Viene qui da pensare all’ambiente storico-culturale in cui ormai gran parte dei cittadini italiani, e anche di altri paesi a noi vicini, sono cresciuti e vissuti. Negli ultimi 75 anni della nostra storia, dopo la seconda guerra mondiale, abbiamo saputo tenere lontano o esportare le catastrofi epocali che hanno accompagnato la storia dell’umanità. Ci siamo abituati a pensare in termini di progresso, anche se a volte difficile, a volte apparente o con importanti battute di arresto. Abbiamo sviluppato un’attitudine a cercare di “risolvere i problemi” per proseguire la strada del nostro progresso. Questa attitudine ha portato alcuni di noi addirittura a negare, o fortemente ridimensionare, problemi chiaramente epocali: si pensi all’emergenza climatica o alla stessa attuale pandemia. Altri problemi, come l’emergenza umanitaria legata all’immigrazione, sembrano ad alcuni poter essere affrontati con relativa semplicità, per esempio con la costruzione di muri reali o ideali ai nostri confini. Forse anche le nostre visioni della scuola e delle realtà giovanili trascurate risentono di questa attitudine alla banalizzazione, con la ricerca di soluzioni “per tornare presto alla normalità”. Insomma, ci ricordava Pasolini che «i problemi non si risolvono, si vivono», ma ciò sembra essere rimasto sulla carta.
Le parole di Recalcati mi hanno ricordato quel singolare inno alla vita, scritto durante la seconda guerra mondiale, che è Il Mito di Sisifo di Albert Camus. Sisifo, ci narra l’Odissea, è condannato dall’ira degli dei a portare verso la sommità di una montagna un macigno. Arrivato in prossimità della cima, il macigno gli sfugge e ricade in basso. Sisifo deve dunque ricominciare da capo la sua enorme fatica, e il suo castigo è per l’eternità. Nel finale della sua rilettura del mito, Camus si sofferma a osservare Sisifo nel momento in cui, quasi arrivato in cima, il macigno ricade verso il basso: «Ogni granello di quella pietra, ogni bagliore minerale di quella montagna formano da soli un mondo. Anche la lotta verso la cima basta a riempire il cuore di un uomo. Bisogna immaginare Sisifo felice».

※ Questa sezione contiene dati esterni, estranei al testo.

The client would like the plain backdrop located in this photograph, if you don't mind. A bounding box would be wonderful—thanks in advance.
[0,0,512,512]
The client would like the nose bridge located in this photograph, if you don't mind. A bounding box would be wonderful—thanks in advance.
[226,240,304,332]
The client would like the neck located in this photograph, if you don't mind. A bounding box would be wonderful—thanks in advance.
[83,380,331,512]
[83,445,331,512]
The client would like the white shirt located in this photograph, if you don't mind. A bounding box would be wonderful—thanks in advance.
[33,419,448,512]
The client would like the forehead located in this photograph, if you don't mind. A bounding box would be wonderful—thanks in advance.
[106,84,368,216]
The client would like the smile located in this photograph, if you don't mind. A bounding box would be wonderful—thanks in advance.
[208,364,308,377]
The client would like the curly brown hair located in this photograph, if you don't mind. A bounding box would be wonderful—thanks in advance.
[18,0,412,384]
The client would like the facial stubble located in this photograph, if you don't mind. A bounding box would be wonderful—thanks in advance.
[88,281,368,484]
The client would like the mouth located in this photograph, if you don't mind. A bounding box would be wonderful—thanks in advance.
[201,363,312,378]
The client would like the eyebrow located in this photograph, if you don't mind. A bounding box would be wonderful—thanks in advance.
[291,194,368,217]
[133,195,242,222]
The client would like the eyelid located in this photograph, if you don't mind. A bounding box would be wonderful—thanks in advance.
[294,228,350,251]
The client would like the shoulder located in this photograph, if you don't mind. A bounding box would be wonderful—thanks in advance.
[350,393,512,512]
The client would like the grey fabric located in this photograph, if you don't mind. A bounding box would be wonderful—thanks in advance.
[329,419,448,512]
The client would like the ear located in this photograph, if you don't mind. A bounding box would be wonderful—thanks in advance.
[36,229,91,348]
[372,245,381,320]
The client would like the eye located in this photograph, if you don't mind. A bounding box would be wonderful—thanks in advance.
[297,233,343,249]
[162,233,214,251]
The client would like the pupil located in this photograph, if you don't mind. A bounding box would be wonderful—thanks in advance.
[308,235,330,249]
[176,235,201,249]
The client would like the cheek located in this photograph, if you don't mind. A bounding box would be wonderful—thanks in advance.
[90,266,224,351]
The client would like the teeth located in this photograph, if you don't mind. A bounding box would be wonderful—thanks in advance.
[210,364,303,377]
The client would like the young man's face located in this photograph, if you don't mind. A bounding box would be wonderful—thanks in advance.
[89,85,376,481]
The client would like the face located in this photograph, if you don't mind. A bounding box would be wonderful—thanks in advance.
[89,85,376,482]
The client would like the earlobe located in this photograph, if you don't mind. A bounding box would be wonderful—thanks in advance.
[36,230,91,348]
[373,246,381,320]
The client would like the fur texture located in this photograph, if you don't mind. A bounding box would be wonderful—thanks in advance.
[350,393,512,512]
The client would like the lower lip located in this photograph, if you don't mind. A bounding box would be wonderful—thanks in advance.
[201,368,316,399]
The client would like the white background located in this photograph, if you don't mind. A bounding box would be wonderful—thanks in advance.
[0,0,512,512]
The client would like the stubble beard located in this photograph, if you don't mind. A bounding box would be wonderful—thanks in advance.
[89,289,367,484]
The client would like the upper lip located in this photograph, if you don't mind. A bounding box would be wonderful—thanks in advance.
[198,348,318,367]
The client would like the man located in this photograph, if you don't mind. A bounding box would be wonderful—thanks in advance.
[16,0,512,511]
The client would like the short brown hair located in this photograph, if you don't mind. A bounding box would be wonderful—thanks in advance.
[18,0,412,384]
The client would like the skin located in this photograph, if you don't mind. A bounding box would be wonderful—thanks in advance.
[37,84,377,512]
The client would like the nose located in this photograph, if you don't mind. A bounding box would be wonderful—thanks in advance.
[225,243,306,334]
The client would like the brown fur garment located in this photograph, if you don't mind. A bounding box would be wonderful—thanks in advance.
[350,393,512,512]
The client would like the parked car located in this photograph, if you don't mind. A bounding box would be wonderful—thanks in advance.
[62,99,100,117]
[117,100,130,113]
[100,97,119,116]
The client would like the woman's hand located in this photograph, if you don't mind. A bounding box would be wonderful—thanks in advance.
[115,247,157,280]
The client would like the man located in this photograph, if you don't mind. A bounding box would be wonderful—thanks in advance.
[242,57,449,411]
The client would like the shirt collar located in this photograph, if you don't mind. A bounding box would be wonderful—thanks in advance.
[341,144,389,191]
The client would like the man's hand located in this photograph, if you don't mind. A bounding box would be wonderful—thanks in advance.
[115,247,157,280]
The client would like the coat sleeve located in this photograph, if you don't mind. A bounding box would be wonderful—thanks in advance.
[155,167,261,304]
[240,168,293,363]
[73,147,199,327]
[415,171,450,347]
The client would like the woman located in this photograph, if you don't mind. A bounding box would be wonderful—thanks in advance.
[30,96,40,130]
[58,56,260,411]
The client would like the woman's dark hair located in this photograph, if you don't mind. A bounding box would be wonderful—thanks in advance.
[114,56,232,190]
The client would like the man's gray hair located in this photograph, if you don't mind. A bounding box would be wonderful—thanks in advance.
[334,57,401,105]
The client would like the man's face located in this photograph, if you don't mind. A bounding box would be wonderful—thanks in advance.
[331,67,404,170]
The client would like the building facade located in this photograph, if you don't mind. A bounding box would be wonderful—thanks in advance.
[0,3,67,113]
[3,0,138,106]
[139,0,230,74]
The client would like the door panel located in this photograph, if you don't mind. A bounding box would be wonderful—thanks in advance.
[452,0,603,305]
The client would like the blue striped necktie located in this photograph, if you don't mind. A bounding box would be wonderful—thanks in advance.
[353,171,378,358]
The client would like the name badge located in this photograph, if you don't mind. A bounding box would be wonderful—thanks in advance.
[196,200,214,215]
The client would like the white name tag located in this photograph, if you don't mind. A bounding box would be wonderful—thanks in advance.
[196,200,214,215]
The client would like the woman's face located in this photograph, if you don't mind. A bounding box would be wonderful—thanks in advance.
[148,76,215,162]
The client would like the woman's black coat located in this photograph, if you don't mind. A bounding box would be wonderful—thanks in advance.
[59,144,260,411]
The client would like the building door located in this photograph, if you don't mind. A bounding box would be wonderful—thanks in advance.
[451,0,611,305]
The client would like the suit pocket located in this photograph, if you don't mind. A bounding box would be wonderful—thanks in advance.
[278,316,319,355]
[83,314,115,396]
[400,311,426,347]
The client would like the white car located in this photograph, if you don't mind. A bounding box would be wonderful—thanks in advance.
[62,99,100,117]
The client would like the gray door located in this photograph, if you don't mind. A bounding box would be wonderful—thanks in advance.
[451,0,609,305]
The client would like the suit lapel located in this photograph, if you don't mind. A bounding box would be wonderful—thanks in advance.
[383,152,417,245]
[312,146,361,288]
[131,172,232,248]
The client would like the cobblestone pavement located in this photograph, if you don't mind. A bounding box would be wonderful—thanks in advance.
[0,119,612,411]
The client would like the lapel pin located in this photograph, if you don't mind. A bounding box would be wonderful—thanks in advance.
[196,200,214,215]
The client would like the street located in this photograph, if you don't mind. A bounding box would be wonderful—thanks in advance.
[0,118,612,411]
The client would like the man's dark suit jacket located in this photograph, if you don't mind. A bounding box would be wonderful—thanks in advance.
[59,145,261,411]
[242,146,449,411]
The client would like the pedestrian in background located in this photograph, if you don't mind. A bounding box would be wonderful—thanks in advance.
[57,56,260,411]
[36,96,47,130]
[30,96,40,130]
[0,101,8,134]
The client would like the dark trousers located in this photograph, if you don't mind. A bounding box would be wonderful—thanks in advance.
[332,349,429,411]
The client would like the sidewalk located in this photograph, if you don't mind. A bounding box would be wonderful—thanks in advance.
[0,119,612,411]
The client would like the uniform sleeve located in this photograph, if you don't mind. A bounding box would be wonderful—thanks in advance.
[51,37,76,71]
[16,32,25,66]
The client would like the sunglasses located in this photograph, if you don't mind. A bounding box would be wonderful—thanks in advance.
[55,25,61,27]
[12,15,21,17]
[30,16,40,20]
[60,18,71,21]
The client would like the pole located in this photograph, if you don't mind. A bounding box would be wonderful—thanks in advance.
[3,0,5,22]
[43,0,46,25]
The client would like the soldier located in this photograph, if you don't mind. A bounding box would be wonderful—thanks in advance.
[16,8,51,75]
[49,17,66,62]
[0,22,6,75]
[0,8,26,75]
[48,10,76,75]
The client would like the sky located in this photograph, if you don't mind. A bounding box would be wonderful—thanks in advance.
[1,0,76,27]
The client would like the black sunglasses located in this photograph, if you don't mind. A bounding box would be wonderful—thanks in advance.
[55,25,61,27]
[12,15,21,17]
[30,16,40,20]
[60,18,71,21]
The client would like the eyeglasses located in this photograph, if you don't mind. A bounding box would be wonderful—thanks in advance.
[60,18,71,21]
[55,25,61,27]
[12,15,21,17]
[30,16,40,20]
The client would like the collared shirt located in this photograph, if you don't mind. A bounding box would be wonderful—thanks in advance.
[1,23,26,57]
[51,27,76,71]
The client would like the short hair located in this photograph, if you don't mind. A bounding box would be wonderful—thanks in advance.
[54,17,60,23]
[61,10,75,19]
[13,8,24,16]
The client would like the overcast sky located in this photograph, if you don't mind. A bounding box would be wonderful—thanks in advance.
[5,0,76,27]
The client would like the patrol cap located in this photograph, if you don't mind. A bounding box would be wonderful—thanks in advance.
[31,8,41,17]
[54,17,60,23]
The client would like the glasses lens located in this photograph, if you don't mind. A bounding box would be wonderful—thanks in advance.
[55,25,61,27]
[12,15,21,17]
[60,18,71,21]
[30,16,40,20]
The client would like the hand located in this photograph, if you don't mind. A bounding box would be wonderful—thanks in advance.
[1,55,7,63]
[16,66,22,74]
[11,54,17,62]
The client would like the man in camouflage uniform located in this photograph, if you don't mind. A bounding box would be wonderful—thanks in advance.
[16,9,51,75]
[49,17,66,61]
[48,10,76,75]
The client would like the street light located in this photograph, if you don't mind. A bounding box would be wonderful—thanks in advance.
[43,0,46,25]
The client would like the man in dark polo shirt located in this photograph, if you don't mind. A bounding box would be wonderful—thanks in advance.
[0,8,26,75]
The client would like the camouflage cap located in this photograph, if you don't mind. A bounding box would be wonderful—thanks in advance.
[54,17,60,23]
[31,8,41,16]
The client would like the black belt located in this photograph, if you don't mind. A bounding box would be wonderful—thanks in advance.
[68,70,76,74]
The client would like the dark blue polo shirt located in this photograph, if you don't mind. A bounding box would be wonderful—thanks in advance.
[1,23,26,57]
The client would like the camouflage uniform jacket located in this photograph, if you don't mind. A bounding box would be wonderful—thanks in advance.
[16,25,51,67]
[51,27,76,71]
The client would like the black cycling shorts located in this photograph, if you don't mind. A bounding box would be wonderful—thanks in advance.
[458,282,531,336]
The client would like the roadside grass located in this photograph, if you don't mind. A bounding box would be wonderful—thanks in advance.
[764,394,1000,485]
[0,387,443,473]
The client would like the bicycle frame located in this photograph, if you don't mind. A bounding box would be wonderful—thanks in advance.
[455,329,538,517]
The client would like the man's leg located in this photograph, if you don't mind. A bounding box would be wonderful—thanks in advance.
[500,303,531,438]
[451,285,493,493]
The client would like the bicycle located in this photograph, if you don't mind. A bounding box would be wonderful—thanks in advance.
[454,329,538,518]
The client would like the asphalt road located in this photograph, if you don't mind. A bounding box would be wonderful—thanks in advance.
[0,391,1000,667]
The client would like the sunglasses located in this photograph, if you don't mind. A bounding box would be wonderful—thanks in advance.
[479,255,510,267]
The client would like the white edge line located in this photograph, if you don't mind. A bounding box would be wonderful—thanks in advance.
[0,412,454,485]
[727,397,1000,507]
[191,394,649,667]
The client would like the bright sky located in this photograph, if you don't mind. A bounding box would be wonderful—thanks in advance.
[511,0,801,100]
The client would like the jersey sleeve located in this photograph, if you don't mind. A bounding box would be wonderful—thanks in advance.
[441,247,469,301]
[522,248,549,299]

Il giovane Newton riuscì a vedere, con gli stessi occhi di Sisifo, i bagliori dei libri di Cartesio e di Galileo, il macigno che aveva con sé, da portare in cima alla montagna durante un lockdown di cui non poteva conoscere la fine. Speriamo che la difficile esperienza di questi tempi ci aiuti a vivere l’attuale periodo anche come grande opportunità, e dunque a immaginare Sisifo felice. Ne abbiamo veramente bisogno.